I'm sure dogs in nature are never separated from pack members by boundaries... pack members are always in close proximity to each other. If your dog views you as a full-fledged pack member, he will want to be aware of your whereabouts as much as possible... often that's why they keep 'checking-in with us' so very frequently... its what real pack members do. If you view your dog as a full-fledged family member you will actually want that type of connection... do you like it when your kid or spouse phones home to say where they are or if they will be late? We crave that close connection with true family members.

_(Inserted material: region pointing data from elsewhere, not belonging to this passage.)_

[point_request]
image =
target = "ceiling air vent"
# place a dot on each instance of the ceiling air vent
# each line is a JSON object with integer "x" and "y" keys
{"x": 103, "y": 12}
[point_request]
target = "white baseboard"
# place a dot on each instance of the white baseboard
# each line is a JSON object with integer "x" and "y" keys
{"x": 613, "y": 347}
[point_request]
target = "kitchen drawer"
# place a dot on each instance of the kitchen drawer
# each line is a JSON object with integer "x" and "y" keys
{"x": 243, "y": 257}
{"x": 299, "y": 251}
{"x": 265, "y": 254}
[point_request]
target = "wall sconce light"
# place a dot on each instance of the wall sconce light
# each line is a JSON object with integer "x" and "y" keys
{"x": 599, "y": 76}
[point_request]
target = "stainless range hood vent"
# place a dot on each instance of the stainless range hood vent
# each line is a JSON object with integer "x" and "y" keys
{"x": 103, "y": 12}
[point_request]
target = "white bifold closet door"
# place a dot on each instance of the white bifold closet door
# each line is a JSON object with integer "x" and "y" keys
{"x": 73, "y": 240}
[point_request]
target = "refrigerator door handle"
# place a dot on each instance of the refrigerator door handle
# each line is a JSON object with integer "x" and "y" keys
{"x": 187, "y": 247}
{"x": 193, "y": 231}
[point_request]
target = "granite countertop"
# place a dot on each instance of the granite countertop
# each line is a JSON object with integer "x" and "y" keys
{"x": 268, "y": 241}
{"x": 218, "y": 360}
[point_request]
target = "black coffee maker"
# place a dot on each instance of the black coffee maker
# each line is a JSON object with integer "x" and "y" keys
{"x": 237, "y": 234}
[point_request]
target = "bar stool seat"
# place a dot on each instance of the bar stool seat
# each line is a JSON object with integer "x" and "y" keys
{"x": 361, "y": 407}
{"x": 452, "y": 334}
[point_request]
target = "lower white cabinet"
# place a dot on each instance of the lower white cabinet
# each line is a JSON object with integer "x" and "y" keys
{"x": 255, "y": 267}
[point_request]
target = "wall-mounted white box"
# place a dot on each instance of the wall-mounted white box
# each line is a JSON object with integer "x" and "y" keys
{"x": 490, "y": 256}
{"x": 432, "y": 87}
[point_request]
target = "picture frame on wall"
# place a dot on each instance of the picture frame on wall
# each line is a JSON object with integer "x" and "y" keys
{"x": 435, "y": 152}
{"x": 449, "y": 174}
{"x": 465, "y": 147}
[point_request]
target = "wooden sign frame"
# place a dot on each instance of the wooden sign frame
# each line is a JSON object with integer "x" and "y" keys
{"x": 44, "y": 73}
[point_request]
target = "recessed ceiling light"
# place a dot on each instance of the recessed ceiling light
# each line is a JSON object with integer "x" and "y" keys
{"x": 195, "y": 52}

I believe the real difference in view points here is how one relates to their dog. To some, dogs are just animals or pets (in the classical sense) and exist within some sort of ranking system which makes them less deserving somehow... to others, dogs are just another family member to be concerned about and loved with the same intensity as any other family member. It is this difference of opinion/mindset as to where a dog fits into the scheme of a human's life that, I believe, is the real misunderstanding in this thread. I'm not saying one way is right or wrong, or that a 'mere backyard pet' cannot be loved or cared for properly... its just that there is more enjoyment to be had by allowing a dog to become a real full-fledged family member. Remember a dog will accept and be grateful for whatever life you allow him to have (so long as its void of cruelty)... he will adapt, what other choice does he have?


----------



## FlyingQuizini (Oct 24, 2006)

monomer said:


> I know I'm probably coming off as a broken record (for those of you old enough to remember what records were) and I hate it most of all when I find myself repeating previous points I've made... nevertheless, here I go and...
> 
> Animal cruelty is not dependant upon where the dog is located... cruelty can happen in the house, in the backyard, in the street, in a shelter, anywhere.
> 
> ...


Very well said, Mon!


----------



## vrocco1 (Feb 25, 2006)

You Da man, Monomer! BTW... I remember what a record is, and when one cost somewhat less then a dollar


----------



## daddysgirl (Feb 27, 2007)

pjd001 said:


> I think that is a very critical comment and almost borders on nasty. You have no right to say that 'how does your dog know you love her' And the 'exercise she gets is her trying to get away' If your dog is loved whether they are an inside or outside dog and they are healthy and happy then that should be enough. Criticising anothers choice and judging whether the dog is loved or not and the owners motives is not fair and a forum like this is no way to judge anyone's credibility as an owner. Shame on you.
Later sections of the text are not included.